Grate  half the quantity of the onions and keep aside;

Cut fine the other half quantity of onions and fry them till golden brown stirring all the while.

Keep aside the fried onions for garnish;

COUNTRY CAPTAIN
ONIONS WHITE AND PINK

Retain the Ghee in the same pot.

 

In the same pot, in the same remaining ghee,

Fry the grated onions till pink,

Add the ground chillies and Saffron to the pinked onions;

Add the fowl and salt;

Fry for a few minutes, sealing the fowl on all sides;

Cover and let the fowl cook;

Add a liter of water, cover and cook;

Stir from time to time and turn the chicken over so it is done on all sides but does not burn.

IF:

cooked in a pressure cooker reduce the quantity of water to 250 ml or as much as you would usually add, depending on the cooker.

Once the fowl is cooked, well done and is moist with a thick gravy say about 100 to 200ml,

Take the whole chicken out of the pot and Sprinkle the fried onions over it.

Serve hot with white crisp bread/ white rice and lettuce and tomato salad.

 

Mystery and Romance of the Country Cousin

By the mid-Nineteenth Century, ‘The Country Cousin’ was a popular enough meal for the recipe to see publication in Miss Leslie’s New Cookery Book in Philadelphia, America in 1857 —- the year of the Indian Sepoy Mutiny. The dish obviously pre-dates the publication of its recipe. In the early 20th century, it was served as part of his Menu by Alessandro Filippini, at Delmonico’s a restaurant on Wall Street, the Country Cousin’s simplicity was upgraded (?) to become a more elaborate ‘Cousin’.

In time, Country Cousin fan, President Franklin D. Roosevelt introduced General George Patton to the dish who became an instant adherent of the dish and today, two centuries since its origin — in 2000s  — the Country Cousin becoming part of U.S. Army’s Meal, Ready-To-Eat field Rations; all in honour of Patton.

The history of the dish is replete with romance of a “mysterious captain drifted into Savannah, (Georgia) via the spice trade and entrusted his recipe to southern (American) friends”; to “a British sea captain who originally introduced the dish in Charleston”. Savannah has always fought Charleston on claiming the origin of the Country Captain.

Documents also, points to probability of the dissemination of the recipe to the European and American Continents by the ‘country captains’ of Indian Merchant or “country ships” and the staple chicken curry on these trade ships.

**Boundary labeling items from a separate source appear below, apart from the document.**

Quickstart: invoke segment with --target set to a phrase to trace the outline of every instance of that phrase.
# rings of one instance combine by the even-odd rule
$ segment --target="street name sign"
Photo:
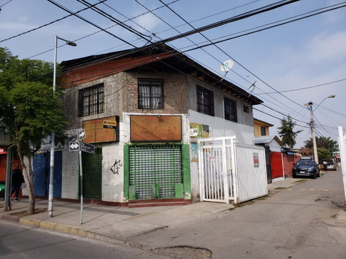
[[[86,135],[85,135],[85,128],[83,128],[78,133],[79,140],[84,140],[85,138],[85,136],[86,136]]]
[[[80,148],[82,151],[95,154],[95,146],[91,144],[80,142]]]
[[[80,150],[79,141],[73,141],[69,143],[69,149],[70,151],[79,151]]]
[[[72,137],[69,137],[67,140],[66,140],[66,142],[74,142],[78,141],[78,134],[75,134]]]

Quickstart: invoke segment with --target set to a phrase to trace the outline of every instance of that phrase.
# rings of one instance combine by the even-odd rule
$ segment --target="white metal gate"
[[[235,204],[268,194],[265,150],[235,137],[198,140],[201,201]]]
[[[235,137],[198,140],[201,200],[230,203],[234,199],[232,154]]]
[[[344,135],[343,127],[338,127],[339,131],[339,148],[340,158],[341,160],[341,171],[343,172],[343,180],[344,182],[345,200],[346,200],[346,135]]]

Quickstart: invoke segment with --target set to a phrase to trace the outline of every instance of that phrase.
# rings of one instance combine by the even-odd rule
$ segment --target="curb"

In the first, still extant documentation of the recipe in the 1857 publication, Miss Leslie attributes Country Cousin is an “Indian dish and a very easy preparation of curry.” Leslie explains the name “Country Captain” signifies “a captain of native troops (or Sepoys) in the pay of England; their own country being India, they are there called generally the country troops.” Leslie ‘supposed’ the dish was “introduced at English tables by a Sepoy officer.”

Infinite variations stretched from inclusion of orange juice and tomatoes to currants, thyme and Curry Powder; from cooking it dry in a skillet to a curry eaten with rice; from retaining whole to serving it cut up in pieces (Leslie records a full, uncut chicken).

Ultimately, it all boils down to the original 18th Century recipe — Chicken with a few Indian spices including Saffron (variations replace saffron with Turmeric Powder) — and the baroque early American (South) dating from nineteenth and 20 the Centuries (variations include adding white wine, bacon, chicken broth, celery, peanuts, almonds, currants, tomatoes, zucchini, cauliflower, peas, turmeric, mace, allspice, citrus, flour, butter, cream, a full spectrum of Curry ingredients and myriad others and omitting two main ingredients, ginger and saffron).

To demystify the Country Cousin in its place of origin and recipe would be to take away its romance and appeal. Cook it the Parsi way and await the accolades of your family and guests.